3. or run the command:

rhc-admin-ctl-app -b -a  <app_name> -l  <login> -c force-destroy
  
Actual results:

Results from destroy (#2)
==================cli-results============================================
/usr/lib/ruby/gems/1.8/gems/stickshift-controller-0.15.11/lib/stickshift-controller/app/models/application.rb:360:in `destroy': Could not destroy all gears of application. (StickShift::NodeException)
	from /usr/lib/ruby/gems/1.8/gems/stickshift-controller-0.15.11/lib/stickshift-controller/app/models/application.rb:319:in `cleanup_and_delete'
	from /usr/bin/rhc-admin-ctl-app:143
==================/cli-results============================================

==================mcollective results===============================
I, [2012-08-31T16:23:50.810673 #5276]  INFO -- : stickshift.rb:315:in `cartridge_do_action' cartridge_do
_action call / request = #<MCollective::RPC::Request:0x7f2db9685c98
 @action="cartridge_do",
 @agent="stickshift",
 @caller="uid=0",
 @data=
  {:cartridge=>"stickshift-node",
   :args=>
    {"--with-app-name"=>"disk",
     "--with-namespace"=>"ay",
     "--with-container-name"=>"disk",
     "--with-app-uuid"=>"9434a590cdc843faa807bd5595245fe0",
     "--with-container-uuid"=>"9434a590cdc843faa807bd5595245fe0"},
   :action=>"app-destroy",
   :process_results=>true},
 @sender="mcollect.cloud.redhat.com",
 @time=1346444630,
 @uniqid="077ef76ffce695aa1bba1798eb79bf89">

I, [2012-08-31T16:23:50.811328 #5276]  INFO -- : stickshift.rb:316:in `cartridge_do_action' cartridge_do
_action validation = stickshift-node app-destroy --with-app-namedisk--with-namespaceay--with-container-n
amedisk--with-app-uuid9434a590cdc843faa807bd5595245fe0--with-container-uuid9434a590cdc843faa807bd5595245
fe0
I, [2012-08-31T16:23:50.811776 #5276]  INFO -- : stickshift.rb:54:in `ss_app_destroy' COMMAND: ss-app-de
stroy
I, [2012-08-31T16:23:50.813781 #5276]  INFO -- : stickshift.rb:67:in `ss_app_destroy' No such file or di
rectory - /var/lib/stickshift/9434a590cdc843faa807bd5595245fe0/
I, [2012-08-31T16:23:50.814151 #5276]  INFO -- : stickshift.rb:338:in `cartridge_do_action' cartridge_do
_action ERROR (-1)
------
No such file or directory - /var/lib/stickshift/9434a590cdc843faa807bd5595245fe0/
------)
==================/mcollective results===============================


results from force-destroy (#3)
==================cli-results============================================
WARNING: Check gear 91d03ad9c492442a8024a2b01b23b420 on node 'ex-std-node85.prod.rhcloud.com', because destroy did not succeed cleanly. The gear may exist on node, but not in database.
WARNING: Please check and fix the user's consumed_gear count vs the actual gears consumed, as they may be out of sync.
Success
==================/cli-results============================================



Expected results:

the app would be removed from the ex_node, no matter if the home dir existed or not.

Additional info:

Comment 1 Dan McPherson 2012-08-31 20:59:39 UTC
This case needs to be handled by app-destroy on the node.  It should either ignore the case completely and return success (after cleaning up any user or proxy data if still there).  If for some reason you want app-destroy to not completely ignore this case then I would be ok with a special error code to indicate to the caller what happened and let them make the choice to ignore.

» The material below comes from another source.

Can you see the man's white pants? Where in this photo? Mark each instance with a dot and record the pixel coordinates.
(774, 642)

Comment 2 Thomas Wiest 2012-08-31 23:29:53 UTC
I disagree with the second half of comment 1. I don't think destroying the gear should be optional.

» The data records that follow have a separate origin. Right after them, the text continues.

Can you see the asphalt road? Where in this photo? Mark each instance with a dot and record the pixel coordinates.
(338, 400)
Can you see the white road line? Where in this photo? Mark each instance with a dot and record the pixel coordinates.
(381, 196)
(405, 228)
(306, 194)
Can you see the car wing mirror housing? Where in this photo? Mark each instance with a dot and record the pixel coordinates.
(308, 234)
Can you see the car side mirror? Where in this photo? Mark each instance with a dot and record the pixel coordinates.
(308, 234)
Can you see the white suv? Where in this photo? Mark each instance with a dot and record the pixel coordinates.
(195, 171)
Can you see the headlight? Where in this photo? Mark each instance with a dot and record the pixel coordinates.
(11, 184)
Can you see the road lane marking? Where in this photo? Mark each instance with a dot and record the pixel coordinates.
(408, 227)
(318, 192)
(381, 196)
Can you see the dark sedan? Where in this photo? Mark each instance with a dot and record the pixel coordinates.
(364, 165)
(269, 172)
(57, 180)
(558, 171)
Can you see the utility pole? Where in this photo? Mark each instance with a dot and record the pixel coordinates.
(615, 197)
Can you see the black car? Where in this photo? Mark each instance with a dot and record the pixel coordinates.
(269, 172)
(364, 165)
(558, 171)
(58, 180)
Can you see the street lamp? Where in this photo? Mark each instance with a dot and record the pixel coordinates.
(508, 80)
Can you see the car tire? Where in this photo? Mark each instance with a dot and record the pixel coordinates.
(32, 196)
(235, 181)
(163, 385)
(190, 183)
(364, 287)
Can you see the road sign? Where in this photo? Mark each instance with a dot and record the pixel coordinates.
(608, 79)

If we've asked to destroy a gear (or a user has), then the gear should be destroyed. Leaving anything around will cause our broken gears alerting to go off, and cause us to have to go manually clean up the gears, which is exactly what we're trying to get away from.

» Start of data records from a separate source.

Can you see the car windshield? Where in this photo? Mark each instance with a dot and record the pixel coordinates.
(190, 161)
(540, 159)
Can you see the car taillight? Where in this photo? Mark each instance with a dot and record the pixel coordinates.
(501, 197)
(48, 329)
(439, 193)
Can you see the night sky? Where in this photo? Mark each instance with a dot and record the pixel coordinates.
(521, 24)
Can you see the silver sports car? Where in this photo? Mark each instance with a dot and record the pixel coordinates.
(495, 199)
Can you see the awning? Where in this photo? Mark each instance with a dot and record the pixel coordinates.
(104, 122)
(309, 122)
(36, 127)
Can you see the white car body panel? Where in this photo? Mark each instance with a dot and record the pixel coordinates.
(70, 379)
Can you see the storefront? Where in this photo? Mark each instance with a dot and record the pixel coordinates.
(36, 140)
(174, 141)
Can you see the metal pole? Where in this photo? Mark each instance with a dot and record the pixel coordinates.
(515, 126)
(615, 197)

If we, or the user has asked to destroy the gear, then we know the risks and we want the gear gone.

Comment 3 John Poelstra 2012-09-07 18:40:18 UTC
jhon to discuss with Rob

Comment 4 Jhon Honce 2012-09-10 20:26:12 UTC
https://github.com/openshift/crankcase/pull/468

Comment 5 Xiaoli Tian 2012-09-11 09:24:37 UTC
(In reply to comment #4)
> https://github.com/openshift/crankcase/pull/468
It's merged in devenv_2148, move it to ON_QA to verify.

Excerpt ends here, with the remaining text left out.